Imagine how this would have looked in HD.


----------



## B W E (May 1, 2011)

BBQ said:


> Imagine how this would have looked in HD.


So, none of you three geniuses has anything worthwhile to contribute to the thread, so you revert back to your idiotic religion bashing?


----------



## erics37 (May 7, 2009)

B W E said:


> So, none of you three geniuses has anything worthwhile to contribute to the thread, so you revert back to your idiotic religion bashing?

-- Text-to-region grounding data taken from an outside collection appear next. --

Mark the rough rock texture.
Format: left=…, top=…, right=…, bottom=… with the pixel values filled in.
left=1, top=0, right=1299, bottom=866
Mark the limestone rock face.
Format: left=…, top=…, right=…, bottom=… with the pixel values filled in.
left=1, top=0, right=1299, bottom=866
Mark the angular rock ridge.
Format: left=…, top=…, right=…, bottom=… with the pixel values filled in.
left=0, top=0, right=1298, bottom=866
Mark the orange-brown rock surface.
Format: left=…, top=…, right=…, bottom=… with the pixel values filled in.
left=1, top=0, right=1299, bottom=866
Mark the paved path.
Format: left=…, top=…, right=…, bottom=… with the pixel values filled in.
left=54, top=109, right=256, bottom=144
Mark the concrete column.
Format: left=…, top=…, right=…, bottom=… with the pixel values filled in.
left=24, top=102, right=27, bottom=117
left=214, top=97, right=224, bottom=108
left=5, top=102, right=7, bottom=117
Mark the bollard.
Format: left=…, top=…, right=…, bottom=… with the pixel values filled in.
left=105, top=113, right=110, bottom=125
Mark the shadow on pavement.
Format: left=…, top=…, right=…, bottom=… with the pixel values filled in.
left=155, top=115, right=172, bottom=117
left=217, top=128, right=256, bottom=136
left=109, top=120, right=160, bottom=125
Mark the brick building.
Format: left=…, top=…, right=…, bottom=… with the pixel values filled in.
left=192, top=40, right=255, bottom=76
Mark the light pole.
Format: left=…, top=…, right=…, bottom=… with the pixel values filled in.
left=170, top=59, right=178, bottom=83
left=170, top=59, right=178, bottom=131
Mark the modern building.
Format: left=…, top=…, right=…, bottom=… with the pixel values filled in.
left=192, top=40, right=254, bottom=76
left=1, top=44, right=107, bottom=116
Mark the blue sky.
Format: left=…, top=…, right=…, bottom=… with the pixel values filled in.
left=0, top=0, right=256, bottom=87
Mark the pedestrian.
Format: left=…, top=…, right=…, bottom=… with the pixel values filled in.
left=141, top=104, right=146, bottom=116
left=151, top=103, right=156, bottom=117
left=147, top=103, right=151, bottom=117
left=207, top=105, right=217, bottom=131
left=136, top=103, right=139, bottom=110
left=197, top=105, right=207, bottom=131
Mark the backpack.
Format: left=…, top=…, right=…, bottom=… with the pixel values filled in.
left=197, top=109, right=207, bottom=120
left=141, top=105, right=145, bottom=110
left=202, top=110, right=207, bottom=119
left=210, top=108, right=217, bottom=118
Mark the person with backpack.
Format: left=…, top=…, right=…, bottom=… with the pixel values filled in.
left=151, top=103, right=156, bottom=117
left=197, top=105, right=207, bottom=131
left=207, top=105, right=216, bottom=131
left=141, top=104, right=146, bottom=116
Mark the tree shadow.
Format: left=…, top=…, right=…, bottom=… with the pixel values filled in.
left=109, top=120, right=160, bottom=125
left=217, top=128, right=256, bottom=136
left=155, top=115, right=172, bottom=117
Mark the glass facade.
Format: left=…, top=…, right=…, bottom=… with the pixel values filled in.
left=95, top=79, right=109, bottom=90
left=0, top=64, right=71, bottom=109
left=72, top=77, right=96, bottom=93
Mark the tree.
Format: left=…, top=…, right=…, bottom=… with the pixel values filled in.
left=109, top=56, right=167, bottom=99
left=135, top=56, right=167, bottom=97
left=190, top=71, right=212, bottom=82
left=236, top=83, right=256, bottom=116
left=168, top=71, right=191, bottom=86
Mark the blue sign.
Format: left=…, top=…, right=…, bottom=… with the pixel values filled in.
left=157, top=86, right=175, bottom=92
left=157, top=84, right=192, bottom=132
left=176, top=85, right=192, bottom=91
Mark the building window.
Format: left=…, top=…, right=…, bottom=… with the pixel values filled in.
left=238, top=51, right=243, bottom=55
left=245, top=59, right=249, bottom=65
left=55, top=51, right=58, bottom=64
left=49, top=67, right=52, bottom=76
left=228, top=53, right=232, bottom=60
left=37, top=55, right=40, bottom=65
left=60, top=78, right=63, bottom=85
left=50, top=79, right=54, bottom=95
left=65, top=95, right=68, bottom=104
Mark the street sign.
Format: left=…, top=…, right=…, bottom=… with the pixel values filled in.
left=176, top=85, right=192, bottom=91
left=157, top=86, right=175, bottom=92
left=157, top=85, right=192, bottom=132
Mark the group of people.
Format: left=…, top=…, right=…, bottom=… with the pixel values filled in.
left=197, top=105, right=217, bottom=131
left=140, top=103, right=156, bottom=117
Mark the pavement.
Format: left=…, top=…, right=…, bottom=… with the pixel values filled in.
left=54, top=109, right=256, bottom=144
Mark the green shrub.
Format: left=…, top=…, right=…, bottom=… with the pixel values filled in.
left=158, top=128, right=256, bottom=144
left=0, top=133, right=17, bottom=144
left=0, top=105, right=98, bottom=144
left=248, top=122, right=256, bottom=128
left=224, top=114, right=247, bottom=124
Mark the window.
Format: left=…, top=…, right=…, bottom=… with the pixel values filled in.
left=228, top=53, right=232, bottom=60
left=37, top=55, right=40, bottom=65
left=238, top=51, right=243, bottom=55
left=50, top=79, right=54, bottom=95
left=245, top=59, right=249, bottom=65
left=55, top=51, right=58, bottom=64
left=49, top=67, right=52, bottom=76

Well, I thought it was clever


----------



## captkirk (Nov 21, 2007)

I must be the only non fussy guy when it comes to watching tv. As long as i can see a picture im happy... 1080, 720 sure.... what ever it takes... LOL.. I remember fighting with my brother over what channel to watch on the rabbit ear tv.... later we would pull on the cord when we fought over what to watch to the cable channel changer for those of you that remember that beast of a "remote control"...


----------



## electricmanscott (Feb 11, 2010)

B W E said:


> So, none of you three geniuses has anything worthwhile to contribute to the thread, so you revert back to your idiotic religion bashing?

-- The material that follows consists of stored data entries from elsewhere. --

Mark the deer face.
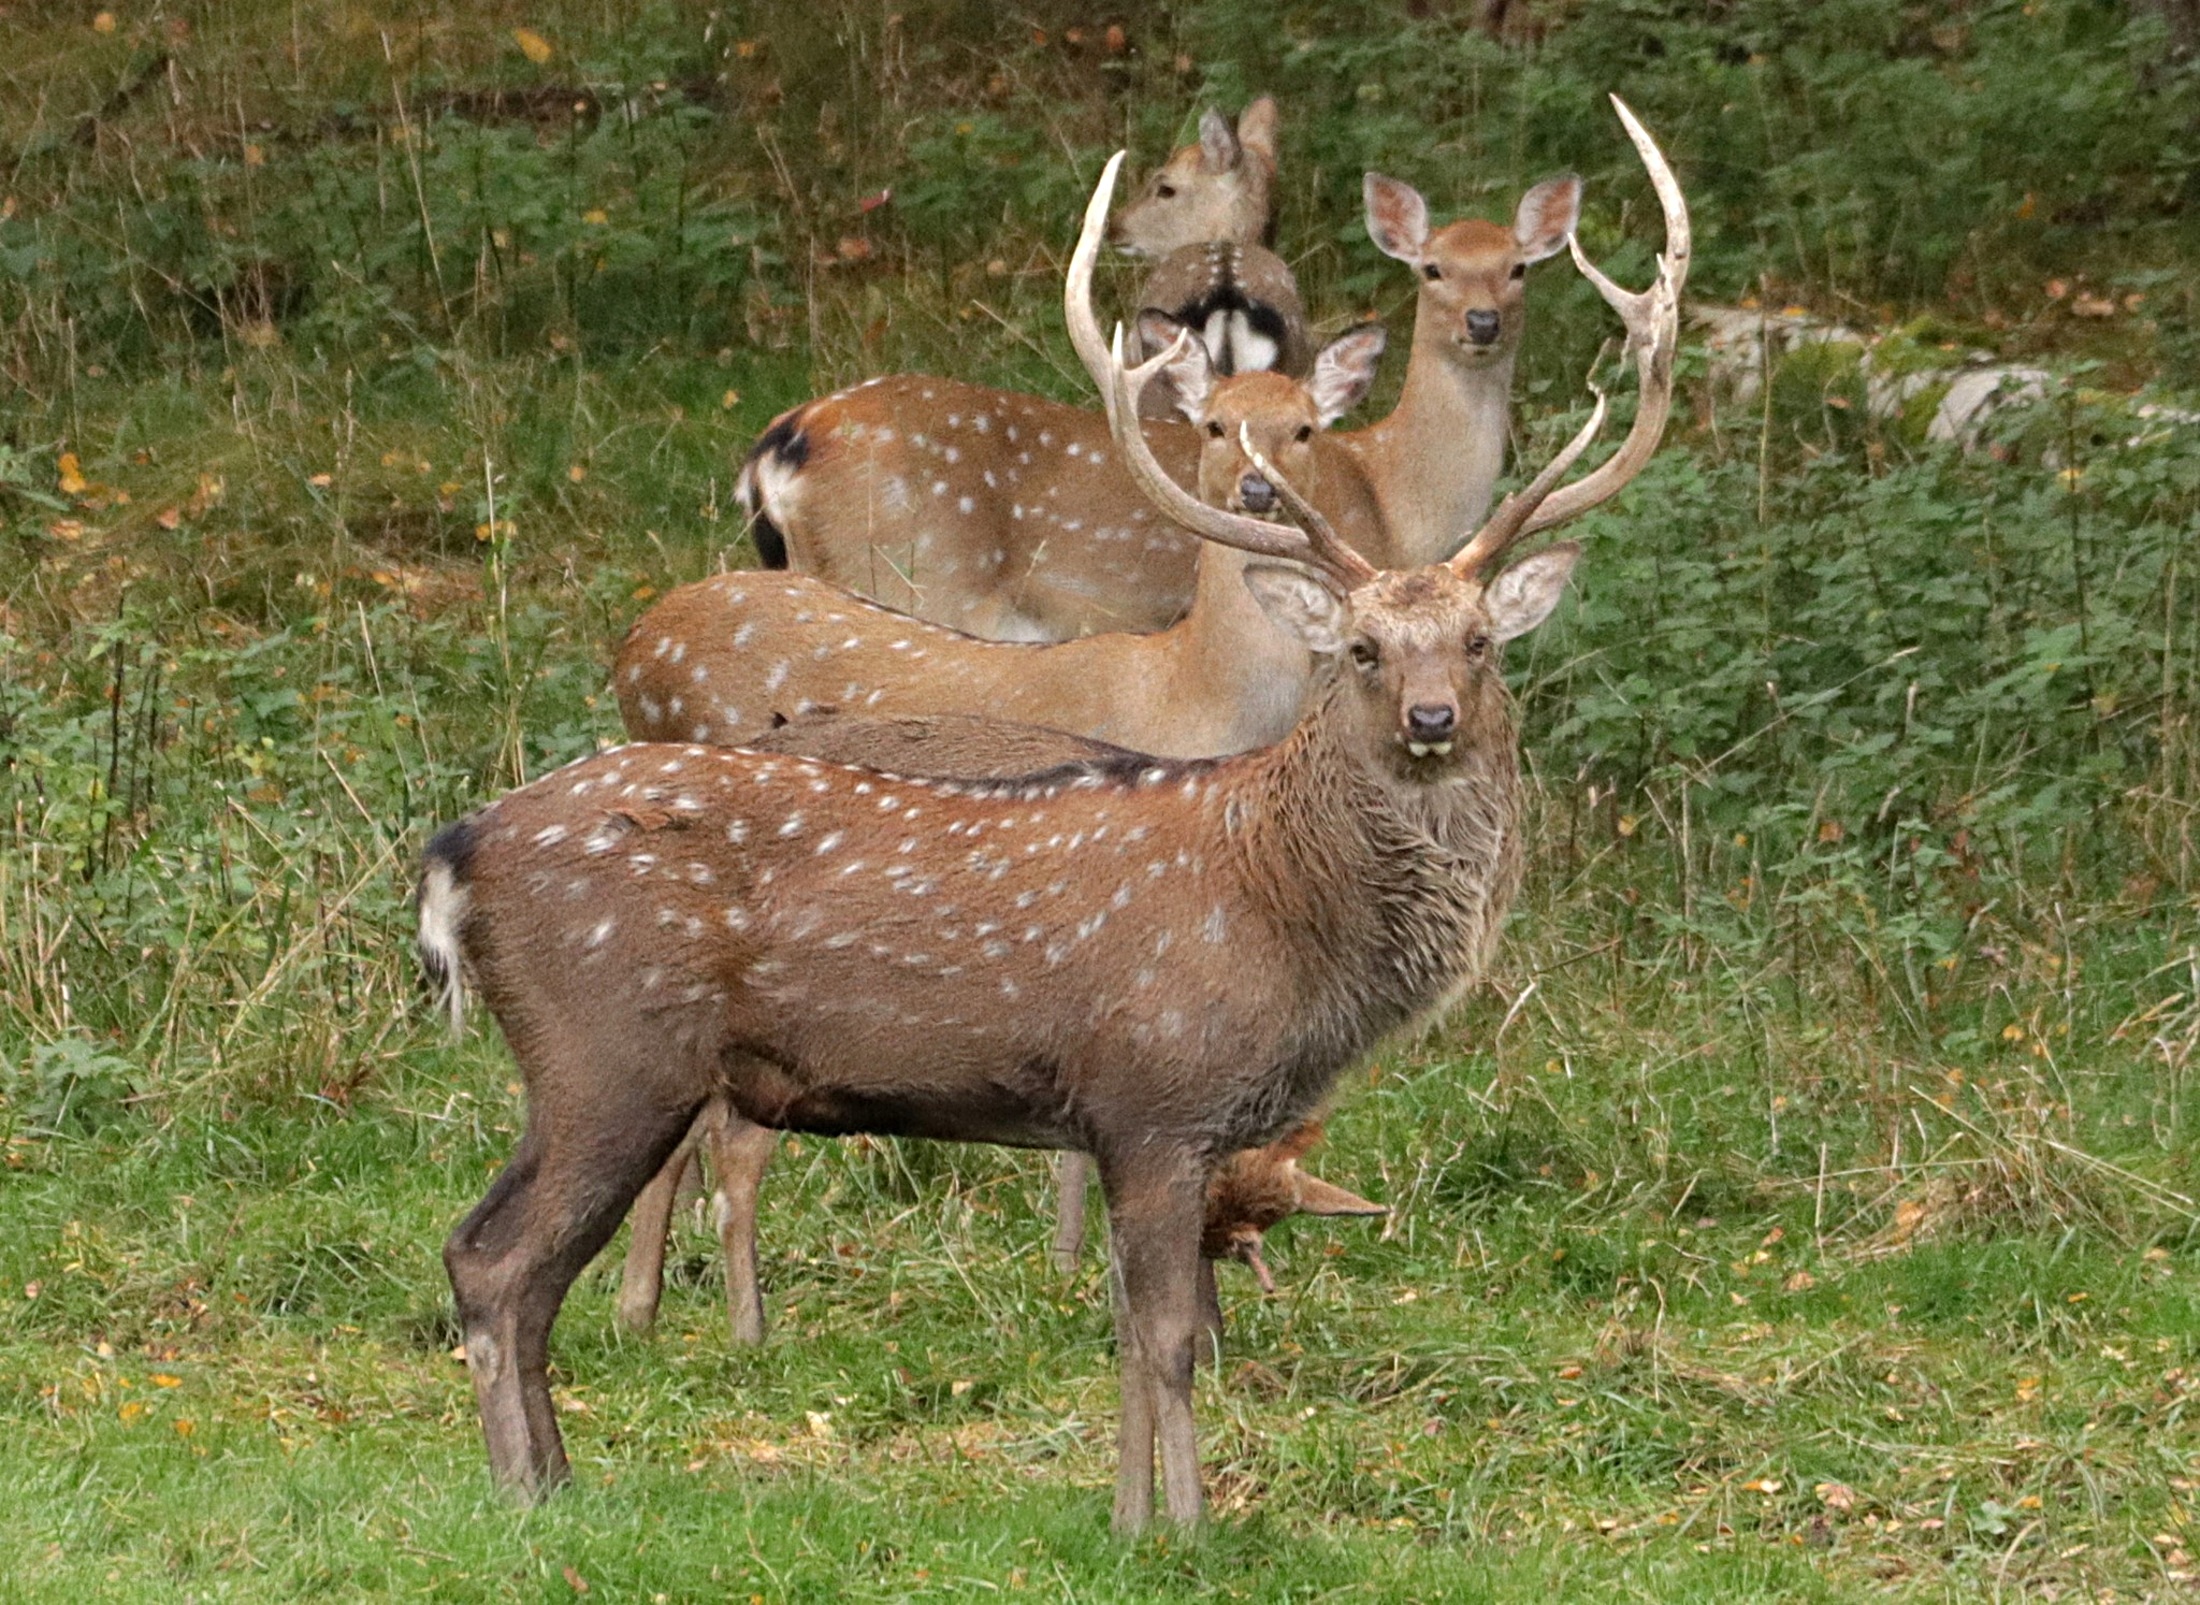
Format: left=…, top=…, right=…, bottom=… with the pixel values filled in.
left=1365, top=173, right=1581, bottom=365
left=1142, top=315, right=1385, bottom=515
left=1112, top=99, right=1279, bottom=257
left=1242, top=545, right=1581, bottom=774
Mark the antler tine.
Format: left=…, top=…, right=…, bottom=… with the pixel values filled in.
left=1510, top=94, right=1691, bottom=542
left=1064, top=151, right=1126, bottom=400
left=1447, top=389, right=1609, bottom=576
left=1099, top=327, right=1318, bottom=564
left=1237, top=426, right=1377, bottom=589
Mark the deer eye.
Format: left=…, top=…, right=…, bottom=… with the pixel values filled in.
left=1155, top=184, right=1177, bottom=200
left=1465, top=633, right=1490, bottom=659
left=1349, top=640, right=1380, bottom=670
left=1422, top=262, right=1442, bottom=281
left=1509, top=261, right=1528, bottom=281
left=1205, top=420, right=1226, bottom=438
left=1294, top=425, right=1313, bottom=443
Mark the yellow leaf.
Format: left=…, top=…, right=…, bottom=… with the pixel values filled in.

In your opinion it's idiotic religion bashing. In My opinion religion is idiotic. Both are opinions and both are right and wrong. :thumbup:


----------



## WmEricB (Apr 12, 2012)

B4T said:


> They also had HDMI wall plate jacks at HD.. but I'm not sure what the specs are you need to run and how to avoid problems like Intercom wiring has with 120V cables closer than 12"..


If you could run EMT for each cable or wire run that would help.

Have fun - Eric


----------



## SVT CAMR (Apr 17, 2012)

If you notice on Mono Prices website there are no HDMI Cables that are HIGH SPEED over 15 ft. you will not get the 1080P resolution with a cable longer than that. 

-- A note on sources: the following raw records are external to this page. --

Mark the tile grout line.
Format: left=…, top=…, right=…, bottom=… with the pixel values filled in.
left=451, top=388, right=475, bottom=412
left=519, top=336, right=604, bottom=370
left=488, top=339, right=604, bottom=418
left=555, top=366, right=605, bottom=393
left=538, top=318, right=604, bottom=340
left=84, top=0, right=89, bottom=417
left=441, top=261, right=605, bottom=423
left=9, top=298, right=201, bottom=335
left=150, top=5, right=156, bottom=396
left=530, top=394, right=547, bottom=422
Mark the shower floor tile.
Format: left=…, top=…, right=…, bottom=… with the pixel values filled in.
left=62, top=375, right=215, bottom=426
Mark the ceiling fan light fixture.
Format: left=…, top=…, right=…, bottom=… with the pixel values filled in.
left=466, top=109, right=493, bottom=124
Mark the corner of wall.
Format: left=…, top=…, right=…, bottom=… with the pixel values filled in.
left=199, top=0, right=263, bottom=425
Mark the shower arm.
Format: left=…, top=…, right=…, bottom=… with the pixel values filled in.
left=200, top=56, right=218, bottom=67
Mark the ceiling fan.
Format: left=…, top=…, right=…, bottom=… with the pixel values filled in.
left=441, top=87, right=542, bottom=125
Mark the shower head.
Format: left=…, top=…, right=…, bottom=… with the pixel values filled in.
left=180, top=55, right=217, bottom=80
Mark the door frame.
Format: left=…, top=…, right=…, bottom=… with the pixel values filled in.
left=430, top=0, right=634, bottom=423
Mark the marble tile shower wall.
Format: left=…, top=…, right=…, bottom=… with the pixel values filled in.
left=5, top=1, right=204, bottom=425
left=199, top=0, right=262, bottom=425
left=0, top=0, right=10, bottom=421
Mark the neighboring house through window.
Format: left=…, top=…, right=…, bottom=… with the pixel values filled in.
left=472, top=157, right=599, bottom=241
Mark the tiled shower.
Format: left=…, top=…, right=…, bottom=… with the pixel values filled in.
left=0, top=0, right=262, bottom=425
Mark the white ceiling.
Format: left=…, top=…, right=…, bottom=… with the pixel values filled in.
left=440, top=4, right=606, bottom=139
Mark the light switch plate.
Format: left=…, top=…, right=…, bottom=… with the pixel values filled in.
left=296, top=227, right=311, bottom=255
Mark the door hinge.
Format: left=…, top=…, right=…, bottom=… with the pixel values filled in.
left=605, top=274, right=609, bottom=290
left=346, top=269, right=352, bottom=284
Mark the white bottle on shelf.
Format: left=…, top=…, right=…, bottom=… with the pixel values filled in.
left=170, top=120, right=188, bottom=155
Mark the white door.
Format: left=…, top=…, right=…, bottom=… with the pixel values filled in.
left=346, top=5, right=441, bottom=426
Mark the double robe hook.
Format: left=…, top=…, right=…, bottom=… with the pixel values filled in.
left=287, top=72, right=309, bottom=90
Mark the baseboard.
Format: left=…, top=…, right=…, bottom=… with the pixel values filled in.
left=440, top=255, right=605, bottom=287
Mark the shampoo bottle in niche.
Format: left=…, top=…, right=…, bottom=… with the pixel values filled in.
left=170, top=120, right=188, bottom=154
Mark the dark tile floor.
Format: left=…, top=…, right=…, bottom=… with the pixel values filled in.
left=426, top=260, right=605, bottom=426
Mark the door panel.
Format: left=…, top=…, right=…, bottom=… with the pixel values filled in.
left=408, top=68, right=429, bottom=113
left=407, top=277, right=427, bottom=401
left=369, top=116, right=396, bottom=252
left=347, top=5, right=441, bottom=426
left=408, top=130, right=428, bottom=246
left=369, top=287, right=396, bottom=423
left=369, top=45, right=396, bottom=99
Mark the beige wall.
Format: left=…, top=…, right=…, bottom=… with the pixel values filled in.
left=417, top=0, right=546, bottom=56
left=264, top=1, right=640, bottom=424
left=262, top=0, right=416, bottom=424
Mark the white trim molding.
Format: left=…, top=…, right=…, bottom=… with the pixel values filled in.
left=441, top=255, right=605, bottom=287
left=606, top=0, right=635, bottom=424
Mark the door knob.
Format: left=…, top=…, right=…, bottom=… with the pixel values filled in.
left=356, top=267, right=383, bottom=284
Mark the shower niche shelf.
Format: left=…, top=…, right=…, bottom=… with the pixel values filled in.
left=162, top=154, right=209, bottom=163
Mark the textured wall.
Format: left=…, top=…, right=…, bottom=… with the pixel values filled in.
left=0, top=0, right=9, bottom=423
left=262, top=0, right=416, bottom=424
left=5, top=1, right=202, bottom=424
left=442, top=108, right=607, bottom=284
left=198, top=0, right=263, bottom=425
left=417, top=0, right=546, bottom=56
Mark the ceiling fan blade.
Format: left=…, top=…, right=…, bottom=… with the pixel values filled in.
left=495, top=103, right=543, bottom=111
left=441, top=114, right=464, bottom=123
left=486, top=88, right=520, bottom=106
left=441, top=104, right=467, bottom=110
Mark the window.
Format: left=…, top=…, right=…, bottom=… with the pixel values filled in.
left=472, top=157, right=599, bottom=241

1080i yes. For a 75 ft. run see mono prices website #7697 directional cable with EQ. 
(Disclaimer I have never used this cable)


----------



## B W E (May 1, 2011)

SVT CAMR said:


> If you notice on Mono Prices website there are no HDMI Cables that are HIGH SPEED over 15 ft. you will not get the 1080P resolution with a cable longer than that.
> 
> 1080i yes. For a 75 ft. run see mono prices website #7697 directional cable with EQ.
> (Disclaimer I have never used this cable)


I never noticed that, thank you.


----------



## mikeykcl (May 31, 2012)

I run 50' cables without problem. The important thing to consider is the end termination. The thick cable is not pliable enough to connect to a mounted TV. After breaking several ends off 50 foot HDMI cords, I began carrying HDMI couplers on the truck and 1 foot HDMI cords. The 1 foot cable connects to the TV and then couples to the 50 foot. Viola, no more broken HDMI cords.


----------



## B W E (May 1, 2011)

mikeykcl said:


> I run 50' cables without problem. The important thing to consider is the end termination. The thick cable is not pliable enough to connect to a mounted TV. After breaking several ends off 50 foot HDMI cords, I began carrying HDMI couplers on the truck and 1 foot HDMI cords. The 1 foot cable connects to the TV and then couples to the 50 foot. Viola, no more broken HDMI cords.


Monoprice sells little, well, I dunno what you call em, but they are about 6" long with a male on one end and a female on the other, for just that purpose. They are $1.24 I believe. They call them "port savers" I think.


----------